The European Court of Human Rights has given a broad interpretation to the notion of housing, which the ECJ may follow. It includes both immovable and mobile homes, such as caravans and trailers, even if their location is illegal.
The directives offer victims procedural protection against discrimination, which occurs during the trial. This is the question of the burden of proof and the creation of bodies promoting equal treatment and protection against adverse treatment.
3.1 Non-judicial guarantees
To ensure that victims are compensated, the Racial Equality Directive requires Member States to create bodies for the promotion of equal treatment, in charge of conducting surveys and publish reports and recommendations related to discrimination. Above all, they have a duty to provide “independent assistance to victims of discrimination in pursuing their complaints about discrimination. They can be assisted in making complaints, avoiding deterrence resulting from possible reluctance to go to the police, especially when a complaint is directed against the police services. The Employment Equality Directive requires Member States to secure that associations and legal entities having a legitimate interest in ensuring compliance with the provisions of the directive may engage any procedure for the enforcement of its provisions, either on behalf or in support of the complainant. The directive also encourages Member States to promote dialogue between social partners and to foster the enforcement of the equal treatment principle.
Once a discriminatory conduct has been acknowledged by a Court, Member States are required to introduce in their legal systems measures to avoid adverse reactions to complaints or proceedings. This protection must be ensured against punitive reactions, in particular concerning discriminatory dismissals: the acknowledgement of a discriminatory dismissal can give a right to be re-admitted in the former occupation, which involves a defense against any hierarchical pressure or deterioration of working conditions.
Victims must be given access to remedies to dispute any discriminatory conduct they have suffered. Member States are bound to ensure judicial or administrative remedies to all persons, including means based on conciliation, even if the alleged discriminatory conduct has come to an end.
The main guarantee for the victims lies in the rules governing the burden of proof of a discriminatory conduct.

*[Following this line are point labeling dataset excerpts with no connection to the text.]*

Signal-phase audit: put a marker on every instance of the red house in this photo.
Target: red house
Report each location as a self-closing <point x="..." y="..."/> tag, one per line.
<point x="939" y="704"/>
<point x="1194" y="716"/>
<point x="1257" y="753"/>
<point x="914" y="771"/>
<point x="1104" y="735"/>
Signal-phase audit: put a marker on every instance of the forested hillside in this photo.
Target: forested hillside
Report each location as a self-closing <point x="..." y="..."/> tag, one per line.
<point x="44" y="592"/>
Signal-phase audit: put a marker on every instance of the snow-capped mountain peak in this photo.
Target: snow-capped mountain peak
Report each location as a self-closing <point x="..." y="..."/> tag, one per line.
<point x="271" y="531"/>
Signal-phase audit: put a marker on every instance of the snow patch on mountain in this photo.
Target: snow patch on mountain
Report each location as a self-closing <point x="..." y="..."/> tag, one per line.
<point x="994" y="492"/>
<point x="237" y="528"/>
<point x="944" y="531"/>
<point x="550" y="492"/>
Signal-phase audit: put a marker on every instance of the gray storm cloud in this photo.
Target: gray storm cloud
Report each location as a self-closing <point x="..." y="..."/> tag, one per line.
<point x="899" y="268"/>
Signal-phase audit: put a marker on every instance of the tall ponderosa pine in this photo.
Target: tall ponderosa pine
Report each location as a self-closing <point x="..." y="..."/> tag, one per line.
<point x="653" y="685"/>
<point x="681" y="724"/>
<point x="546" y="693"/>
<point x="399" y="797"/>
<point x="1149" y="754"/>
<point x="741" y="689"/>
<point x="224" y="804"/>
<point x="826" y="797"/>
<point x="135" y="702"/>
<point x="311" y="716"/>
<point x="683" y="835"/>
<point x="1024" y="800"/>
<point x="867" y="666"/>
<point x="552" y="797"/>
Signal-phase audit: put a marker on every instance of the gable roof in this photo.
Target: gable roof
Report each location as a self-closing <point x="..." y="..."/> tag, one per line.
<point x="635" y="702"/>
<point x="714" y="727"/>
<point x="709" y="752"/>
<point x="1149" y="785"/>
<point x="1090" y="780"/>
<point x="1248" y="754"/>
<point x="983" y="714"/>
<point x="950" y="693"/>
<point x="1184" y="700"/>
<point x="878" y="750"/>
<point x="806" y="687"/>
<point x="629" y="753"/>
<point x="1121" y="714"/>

Usually, the burden of proof is born by the claimant. But it can be very difficult to prove the intent to discriminate; therefore the claimant only has to bring sufficient evidence to suggest that he may have suffered a discriminatory treatment. Both directives state that the alleged victim must prove “facts from which it may be presumed that there has been direct or indirect discrimination”, and then the respondent shall “prove that there has been no breach of the principle of equal treatment”. As a consequence, bringing evidence of a possible unfavourable treatment raises a presumption of discrimination. The alleged perpetrator, according to the rule of reversed burden of proof, will have to rebut this presumption, either by proving that the claimant is not in a similar situation than the “comparator” who has benefited a more-favourable treatment, or to prove that the treatment is not based on one of the protected ground (disability, age, sexual orientation, religion, racial or ethnic origin), but on another objective difference. In case of failure in rebutting the evidence, the perpetrator will have to raise a defense based on legal justifications to a less-favourable treatment; either specific or general, showing that the impugned conduct was proportional.
The acceptable kinds of evidence are established by national law, and Member States can decide not to apply this rule in proceedings where the courts have an inquisitive role. Above all, this reverse burden of proof cannot be used in criminal proceedings (hate crime for example), in violation of the principle of presumption of innocence, set by the European Convention on Human Rights.
It is sufficient to establish unequal treatment based on a protected ground, which cannot be justified. The Court does not require evidence in form of precedent or intention to differentiate. The test is objective and the court focuses on the impact, that there is indeed a less-favourable treatment, whatever the motive of the perpetrator is. The perpetrator cannot rebut the presumption by showing his good faith. To finish, according to the ECJ, it is not necessary to prove that there is an identifiable victim: in the Feryn case, the ECJ stated that “public statements by which an employer lets it be known that under its recruitment policy it will not recruit any employees of a certain ethnic or racial origin are sufficient for a presumption of the existence of a recruitment policy which is directly discriminatory”. No victim has been identified, but it was clear that the advertising discriminatory, and could deter some people to apply.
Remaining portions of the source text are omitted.